UAP joins Equity to launch livestock insurance scheme
Posted Sunday, January 24 2010 at 16:04
Livestock farmers in northern Kenya, which is perennially hit by poor weather conditions, have received a boost following the launch of a satellite based insurance scheme to cover their herds against such risk.
Organisers of the Equity Bank and UAP Insurance-backed project hope to sign up about 1,000 households in Marsabit in the coming weeks. The project that uses satellite technology to gauge rainfall patterns is the first of its kind in Africa and if successful could be replicated in other parts of the continent where farmers faces such challenges regularly.
“If it’s successful we will look further afield, in western Africa around the Sahel and southern Asia,” project leader Andrew Mude of the International Livestock Research Institute (ILRI) told Reuters.
Under the pilot project, pastoralists in Marsabit will insure herds — of cows, goats, sheep or camels — against starvation during dry weather. Drought and lack of pasture are the main causes of livestock death in the arid region.
Under the project, pastoralists would get automatic payments for losses if satellite images of the region show impending drought.
The use of satellites bypasses the traditional, more costly system under which insurers check reported livestock deaths before making payouts. That is almost impossible to judge in herds that wander over huge areas.
Still, risks include that some herders suffer bigger than predicted losses during droughts. In other cases, some herders might get payments yet all their animals have survived.
Records showed that Northern Kenya has suffered 28 major droughts in the past century, with four of them in the past decade alone.
Estimates by the Livestock ministry further showed that about 6,700 households lost livestock worth Sh24 billion during the drought that ravaged the country last year alone.
Mr Mude said it was too early to say if the number of droughts was increasing, perhaps because of climate change stoked by human emissions of greenhouse gases.

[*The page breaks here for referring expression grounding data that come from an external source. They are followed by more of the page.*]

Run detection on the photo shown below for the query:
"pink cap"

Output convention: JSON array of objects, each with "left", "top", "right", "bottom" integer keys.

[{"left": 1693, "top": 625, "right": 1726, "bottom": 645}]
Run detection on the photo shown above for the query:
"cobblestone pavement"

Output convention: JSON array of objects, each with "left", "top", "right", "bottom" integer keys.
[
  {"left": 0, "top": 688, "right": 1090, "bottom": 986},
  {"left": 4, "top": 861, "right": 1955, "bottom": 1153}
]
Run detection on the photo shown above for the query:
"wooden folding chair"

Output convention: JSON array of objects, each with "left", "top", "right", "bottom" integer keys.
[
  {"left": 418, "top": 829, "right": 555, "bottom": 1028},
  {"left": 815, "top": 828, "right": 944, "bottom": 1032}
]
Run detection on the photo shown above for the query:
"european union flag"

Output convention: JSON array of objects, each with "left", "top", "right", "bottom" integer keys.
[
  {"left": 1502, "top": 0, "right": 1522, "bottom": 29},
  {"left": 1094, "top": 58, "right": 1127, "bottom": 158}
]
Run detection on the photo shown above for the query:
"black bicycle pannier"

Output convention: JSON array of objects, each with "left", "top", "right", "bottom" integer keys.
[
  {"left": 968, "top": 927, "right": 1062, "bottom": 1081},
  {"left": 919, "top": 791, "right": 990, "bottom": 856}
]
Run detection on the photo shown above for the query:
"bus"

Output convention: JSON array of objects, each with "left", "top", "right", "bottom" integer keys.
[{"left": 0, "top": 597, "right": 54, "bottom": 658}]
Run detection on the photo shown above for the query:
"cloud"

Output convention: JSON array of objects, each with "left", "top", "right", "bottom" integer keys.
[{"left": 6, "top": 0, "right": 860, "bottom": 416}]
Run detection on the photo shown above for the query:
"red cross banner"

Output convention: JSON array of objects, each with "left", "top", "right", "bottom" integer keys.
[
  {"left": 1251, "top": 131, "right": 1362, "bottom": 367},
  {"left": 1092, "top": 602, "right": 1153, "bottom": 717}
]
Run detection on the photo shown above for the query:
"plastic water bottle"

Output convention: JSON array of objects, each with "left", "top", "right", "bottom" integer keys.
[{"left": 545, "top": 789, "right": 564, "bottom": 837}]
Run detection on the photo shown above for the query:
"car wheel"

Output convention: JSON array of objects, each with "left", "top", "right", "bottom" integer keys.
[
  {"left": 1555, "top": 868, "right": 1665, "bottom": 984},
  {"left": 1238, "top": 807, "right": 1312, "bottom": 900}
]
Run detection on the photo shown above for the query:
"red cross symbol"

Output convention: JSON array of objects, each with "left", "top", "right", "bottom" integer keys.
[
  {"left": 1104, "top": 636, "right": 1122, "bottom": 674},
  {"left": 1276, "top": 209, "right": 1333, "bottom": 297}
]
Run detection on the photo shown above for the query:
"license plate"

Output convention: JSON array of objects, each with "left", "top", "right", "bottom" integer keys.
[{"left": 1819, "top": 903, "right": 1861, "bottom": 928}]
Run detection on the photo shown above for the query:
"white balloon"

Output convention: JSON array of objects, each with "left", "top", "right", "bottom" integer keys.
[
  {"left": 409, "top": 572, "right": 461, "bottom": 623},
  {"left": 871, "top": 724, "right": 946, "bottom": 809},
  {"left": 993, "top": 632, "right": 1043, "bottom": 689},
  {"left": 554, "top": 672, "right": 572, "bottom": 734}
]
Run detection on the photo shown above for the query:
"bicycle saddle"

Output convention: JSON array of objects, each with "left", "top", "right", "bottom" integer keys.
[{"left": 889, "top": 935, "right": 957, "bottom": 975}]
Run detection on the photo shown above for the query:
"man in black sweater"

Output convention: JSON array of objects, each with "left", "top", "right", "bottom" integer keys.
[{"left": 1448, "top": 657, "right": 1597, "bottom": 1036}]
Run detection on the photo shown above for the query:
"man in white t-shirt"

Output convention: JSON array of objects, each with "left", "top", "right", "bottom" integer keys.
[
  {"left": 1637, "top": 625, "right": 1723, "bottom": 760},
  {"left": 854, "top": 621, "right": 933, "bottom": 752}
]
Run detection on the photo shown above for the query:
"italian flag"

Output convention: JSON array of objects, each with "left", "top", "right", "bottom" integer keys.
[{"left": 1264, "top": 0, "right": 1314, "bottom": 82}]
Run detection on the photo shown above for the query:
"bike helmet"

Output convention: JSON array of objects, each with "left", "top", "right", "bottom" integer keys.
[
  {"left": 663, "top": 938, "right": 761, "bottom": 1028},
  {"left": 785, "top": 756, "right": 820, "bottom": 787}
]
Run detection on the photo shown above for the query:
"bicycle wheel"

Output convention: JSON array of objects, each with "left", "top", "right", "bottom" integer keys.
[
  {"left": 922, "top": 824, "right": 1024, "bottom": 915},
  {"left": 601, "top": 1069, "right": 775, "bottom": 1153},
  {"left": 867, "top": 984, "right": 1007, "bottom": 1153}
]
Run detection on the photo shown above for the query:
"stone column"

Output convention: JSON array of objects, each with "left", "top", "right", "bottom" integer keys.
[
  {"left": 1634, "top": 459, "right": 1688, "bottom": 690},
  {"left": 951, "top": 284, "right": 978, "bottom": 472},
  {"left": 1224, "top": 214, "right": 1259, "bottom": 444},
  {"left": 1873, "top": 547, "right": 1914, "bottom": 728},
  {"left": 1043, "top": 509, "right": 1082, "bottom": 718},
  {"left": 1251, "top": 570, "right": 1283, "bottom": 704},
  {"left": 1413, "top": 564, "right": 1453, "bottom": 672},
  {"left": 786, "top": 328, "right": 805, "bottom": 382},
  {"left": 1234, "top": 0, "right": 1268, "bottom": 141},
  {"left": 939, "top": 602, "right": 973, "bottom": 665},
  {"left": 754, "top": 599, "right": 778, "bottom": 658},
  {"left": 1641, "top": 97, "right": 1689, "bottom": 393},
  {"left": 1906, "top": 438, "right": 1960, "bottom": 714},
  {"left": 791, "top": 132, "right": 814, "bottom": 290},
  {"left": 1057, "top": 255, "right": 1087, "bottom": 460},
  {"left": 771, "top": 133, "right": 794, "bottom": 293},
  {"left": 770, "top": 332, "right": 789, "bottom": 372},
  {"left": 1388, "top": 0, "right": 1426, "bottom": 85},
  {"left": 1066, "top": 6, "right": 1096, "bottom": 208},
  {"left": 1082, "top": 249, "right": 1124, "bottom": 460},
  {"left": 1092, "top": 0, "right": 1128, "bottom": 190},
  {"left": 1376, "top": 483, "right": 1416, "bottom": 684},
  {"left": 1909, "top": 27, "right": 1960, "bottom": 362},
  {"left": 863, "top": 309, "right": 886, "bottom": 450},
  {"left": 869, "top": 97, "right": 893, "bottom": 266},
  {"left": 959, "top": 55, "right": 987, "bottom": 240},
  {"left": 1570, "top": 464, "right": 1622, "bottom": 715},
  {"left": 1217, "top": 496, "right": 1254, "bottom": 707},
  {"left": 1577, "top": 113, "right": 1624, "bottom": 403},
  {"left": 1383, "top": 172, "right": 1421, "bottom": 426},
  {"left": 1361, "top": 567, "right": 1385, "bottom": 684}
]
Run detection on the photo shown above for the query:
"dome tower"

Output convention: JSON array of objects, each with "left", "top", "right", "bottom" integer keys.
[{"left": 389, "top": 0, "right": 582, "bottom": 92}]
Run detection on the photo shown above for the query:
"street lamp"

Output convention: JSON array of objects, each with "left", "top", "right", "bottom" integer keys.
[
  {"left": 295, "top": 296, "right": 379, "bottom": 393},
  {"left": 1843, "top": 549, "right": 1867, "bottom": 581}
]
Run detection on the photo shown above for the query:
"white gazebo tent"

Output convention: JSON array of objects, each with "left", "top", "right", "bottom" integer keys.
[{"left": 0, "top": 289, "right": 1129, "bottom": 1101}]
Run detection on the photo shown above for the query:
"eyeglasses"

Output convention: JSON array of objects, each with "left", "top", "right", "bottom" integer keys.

Under the scheme, a family in Lower Marsabit would for instance have to pay Sh3,900 ($50) a year to insure a herd of 10 cows worth a total Sh120,000 ($1,580). Translates to a premium of Sh390 per animal in a cluster.
According to the deal the insurance pays nothing for herd losses of up to 15 per cent. So if drought strikes and is estimated as severe enough to kill 25 per cent of all livestock, the family gets a payout of Sh12,000, covering 10 per cent of the value of the herd.
In Mongolia, a different form of insurance brings payouts for all pastoralists if severe snowstorms kill animals in benchmark herds. But such data risks manipulation, ILRI said.
Herders signing up for the Kenyan insurance might also be likely to get other forms of credits — banks would be more willing to lend to those with more predictable incomes.
The satelitte-based insurance scheme is certain to provide a boost to farmers in the region who are also looking up to assistance from the Livestock ministry that is currently seeking additional funds from Treasury to help farmers replenish their herds.